Web Frameworks ¶
Evaluating The Security Of Frameworks¶
To evaluate the security of Python web frameworks, we're going to take a look at each item in the list of topics.
Access Control/Authorization¶
See access control.
What mechanisms are there to restrict URL access?
What permissions model is available?
How hard is it to define who should be able to access what?
Authentication¶
See authentication.
What authentication methods are available?
What hash method is used on user credentials? Is it salted?
Could account creation overwrite an existing account?
Could the change password or recover password functions be used maliciously?
Configuration¶
See configuration.
Are the framework dependencies up to date? Are there security vulnerabilities in the versions used by the framework?
Are there default account passwords?
If there an exception handler, will it run in production? Are there notes and reminders to turn it off in configuration?
Cross-Site Request Forgery (CSRF)¶
See cross-site request forgery.
Are there GET requests that change state? This helps enable CSRF.
What mechanisms are there to add CSRF tokens to forms? How easy is it to use?
Cross-Site Scripting (XSS)¶
See cross-site scripting.
What specific escaping does the template engine do to prevent XSS? What does the developer need to do to use it? What is automatic and what is manual?
Are there vulnerabilities in the template engine?
Cryptography¶
See cryptography.
We'd like to see frameworks provide the structure to do solid encryption in applications even if the framework itself doesn't need it. A configuration toggle to encrypt stored user data (if such a thing is handled by the framework) would be wonderful as well.
Does the framework provide a system for applications to encrypt data?
What algorithm is it using?
Where is the key stored?
Who can access the encrypted data?
Can developers easily encrypt user data?
Injection¶
See injection.
What interpreters is the framework capable of using?
How does it access a database? What about LDAP queries or OS commands?
What escaping is done on data headed to an interpreter?
Can a developer write raw SQL? If so, proper escaping is almost certainly not done. Documentation should have a large warning indicating they may be vulnerable to SQL injection.
Object Reference¶
See object reference.
Is there a mechanism to proxy direct object references through an indirect reference?
Redirects and Forwards¶
If there is skeleton code in the framework, can a URL be crafted to redirect to an arbitrary site?

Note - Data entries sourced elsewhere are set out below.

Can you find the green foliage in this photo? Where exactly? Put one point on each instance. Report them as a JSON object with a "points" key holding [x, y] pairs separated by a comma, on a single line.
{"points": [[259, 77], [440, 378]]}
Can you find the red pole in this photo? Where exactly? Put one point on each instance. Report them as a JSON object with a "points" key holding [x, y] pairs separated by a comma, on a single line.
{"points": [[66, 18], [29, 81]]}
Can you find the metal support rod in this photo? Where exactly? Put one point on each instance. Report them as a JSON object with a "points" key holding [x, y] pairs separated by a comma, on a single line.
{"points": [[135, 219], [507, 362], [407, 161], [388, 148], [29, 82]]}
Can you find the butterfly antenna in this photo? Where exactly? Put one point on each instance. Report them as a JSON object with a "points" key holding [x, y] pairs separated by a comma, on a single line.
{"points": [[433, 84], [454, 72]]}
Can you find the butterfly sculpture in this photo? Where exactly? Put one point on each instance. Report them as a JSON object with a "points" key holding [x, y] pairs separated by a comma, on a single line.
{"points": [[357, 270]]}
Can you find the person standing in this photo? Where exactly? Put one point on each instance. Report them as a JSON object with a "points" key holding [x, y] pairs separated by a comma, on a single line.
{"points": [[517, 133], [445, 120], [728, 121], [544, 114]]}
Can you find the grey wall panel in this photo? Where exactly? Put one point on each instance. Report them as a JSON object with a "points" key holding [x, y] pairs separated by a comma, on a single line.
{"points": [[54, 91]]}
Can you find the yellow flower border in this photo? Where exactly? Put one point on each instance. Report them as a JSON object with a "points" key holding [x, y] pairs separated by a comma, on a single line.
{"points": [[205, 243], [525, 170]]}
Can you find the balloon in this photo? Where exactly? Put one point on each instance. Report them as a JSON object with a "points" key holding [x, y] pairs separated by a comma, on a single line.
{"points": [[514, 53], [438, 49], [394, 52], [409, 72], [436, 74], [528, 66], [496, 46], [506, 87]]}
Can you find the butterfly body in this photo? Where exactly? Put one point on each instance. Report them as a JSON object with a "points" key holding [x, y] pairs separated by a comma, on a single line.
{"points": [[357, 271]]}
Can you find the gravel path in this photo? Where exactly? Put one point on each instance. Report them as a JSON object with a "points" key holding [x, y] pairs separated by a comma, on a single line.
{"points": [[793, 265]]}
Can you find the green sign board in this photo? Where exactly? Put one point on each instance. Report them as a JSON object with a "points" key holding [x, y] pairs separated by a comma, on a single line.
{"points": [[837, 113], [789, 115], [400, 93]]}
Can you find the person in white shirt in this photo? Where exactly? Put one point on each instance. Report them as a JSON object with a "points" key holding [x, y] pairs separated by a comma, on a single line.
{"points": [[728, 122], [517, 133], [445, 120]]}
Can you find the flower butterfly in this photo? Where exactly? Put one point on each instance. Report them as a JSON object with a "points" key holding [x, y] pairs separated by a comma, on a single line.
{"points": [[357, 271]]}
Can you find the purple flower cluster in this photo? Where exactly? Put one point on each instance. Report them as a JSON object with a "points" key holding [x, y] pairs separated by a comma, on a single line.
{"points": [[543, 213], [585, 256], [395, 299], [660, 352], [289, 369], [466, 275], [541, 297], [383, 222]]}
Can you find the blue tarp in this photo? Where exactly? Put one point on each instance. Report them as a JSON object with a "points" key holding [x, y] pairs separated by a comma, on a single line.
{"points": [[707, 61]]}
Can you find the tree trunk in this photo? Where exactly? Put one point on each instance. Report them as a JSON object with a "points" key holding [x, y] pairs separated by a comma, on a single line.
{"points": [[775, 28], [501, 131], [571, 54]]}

In the framework documentation for doing redirects and forwards, is there a warning about using user-supplied data in the redirect location?
Session Management¶
See session management.
How are session IDs generated?
Are session IDs ever exposed in the URL? Leaking session IDs through logs, referrer headers, etc can lead to compromised accounts.
Are session IDs accepted through GET or POST data? This would aid in session fixation attacks.
Do session IDs timeout?
Can users log out?
When a user logs out, is the session invalidated?
Are session IDs changed after login?
Transport Layer Security¶
Can the framework be used with SSL? What is required and how difficult is it to set up?
When used in SSL mode, do session cookies have the 'secure' flag set?
Validation¶
See validation.
Is there a mechanism available that allows developers validate input data against a schema? Regex validation as well as custom attributes like numeric comparison. Having developers directly use the re module does not count.